Junction City Leaders Laud Winnebago’s Planned Arrival

by Wendy on December 2, 2015

by: Elon Glucklich (www.registerguard.com)

JUNCTION CITY — City leaders called Winnebago Industries’ new plant the first big sign since the recession that Lane County’s recreational vehicle industry has a pulse.

The Iowa-based RV giant plans to phase in production of its diesel vehicles at the former Country Coach plant during the next 18 months, hiring up to 200 workers.

That’s far fewer than the 1,800 employees who produced Country Coach RVs a decade ago, before the recession.

But it’s welcome news for a town still reeling from several thousand lost manufacturing jobs, Mayor Mike Cahill said.

“We have highly skilled, trained people here in the area that were displaced due to the loss of all those jobs in 2008 and ’09,” he said. “So we’re really excited as a community about getting some of those people back to work.”

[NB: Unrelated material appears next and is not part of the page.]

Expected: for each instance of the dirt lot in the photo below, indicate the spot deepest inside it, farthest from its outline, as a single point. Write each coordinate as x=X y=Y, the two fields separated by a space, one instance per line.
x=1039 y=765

Some laid off RV workers found new jobs with related firms, including those in the former Monaco Coach plant in Coburg, which developer Steve Lee has converted into the Coburg North Industrial Park.

Marathon Coach in Coburg was forced to downsize during the recession, but it held on and now has more than 200 workers.

Other former RV workers went back to school to re-train in new fields or took lower-paying jobs.

Winnebago’s plans come amid a revival in the RV industry. RV manufacturers shipped 356,700 vehicles to dealers nationwide last year, the highest total since 2006, according to the Recreational Vehicle Industry Association. From 2008 to 2012, the annual average was 236,000.

An improving economy is prompting more workers to retire by choice, said Brian Rooney, a regional economist with the state Employment Department. Many are moving from the Midwest to the coasts, where they’re opening their wallets for big-ticket items like RVs.

Those trends could be leading firms like Winnebago to go west for growth.

“The western U.S. is kind of RV country,” Rooney said. “Most of the RV manufacturers have been centered in the Midwest, so it might be a good idea for them to establish a West Coast presence.”

Winnebago officials on Tuesday said their Iowa plants were operating at capacity, leading them to move their diesel RV operations to Junction City.

Besides occupying the 104,000-square-foot Country Coach headquarters at 135 E. First Ave., Winnebago has an agreement to use the 80,000-square-foot complex across First Avenue from the headquarters, spokesman Sam Jefson said.

The Lee family, which founded Country Coach, owns both buildings, Lane County property records show.

Winnebago’s plans were a mystery to Junction City officials until about a week ago.

“Winnebago hasn’t communicated a lot with the city,” Jason Knope, city administrator for Junction City, said. “Most of what we’ve gotten has been secondhand.”

The 200 jobs are expected to pay near or above Lane County’s $38,000 average annual wage. But they’ll barely make a dent in the thousands of RV jobs in the region that disappeared during the crash.

In 2005, Country Coach, Coburg-based Monaco and Marathon employed 4,600 Lane County residents, or roughly 3 percent of the county’s entire workforce at the time.

By 2013, just 500 employees worked in transportation equipment manufacturing across the county, a total that includes small bicycle-makers and other manufacturers, Rooney said. The 500 figure has stayed virtually flat for more than two years.

“There’s been no appreciable recovery in the RV industry in Lane County since the crash,” he said.

If Winnebago’s arrival in Junction City boosted the total to 700, it would be the highest job count for the industry since April 2012, Employment Department data show.

The loss of 4,000 Lane County jobs came as the entire RV industry downsized in the recession, University of Oregon Economist Tim Duy said.

National shipments of RVs from wholesalers to dealers is back around pre-recession levels, but many companies are still boosting production with fewer workers than in the past.

“Is this the beginning of a return to 4,500 jobs? That I’d be somewhat cautious of,” Duy said.

Still, companies that survived by getting leaner in the recession are now riding pent-up demand for their products, he said. Many are investing in big expansions, and Lane County’s slew of former RV manufacturing sites — and workers with manufacturing backgrounds — makes it a logical place for companies looking to expand.

“There are some fundamental resources relative to RV manufacturing that are still in the region,” Duy said. “And sooner or later it’s likely somebody is going to try to take advantage of those resources.”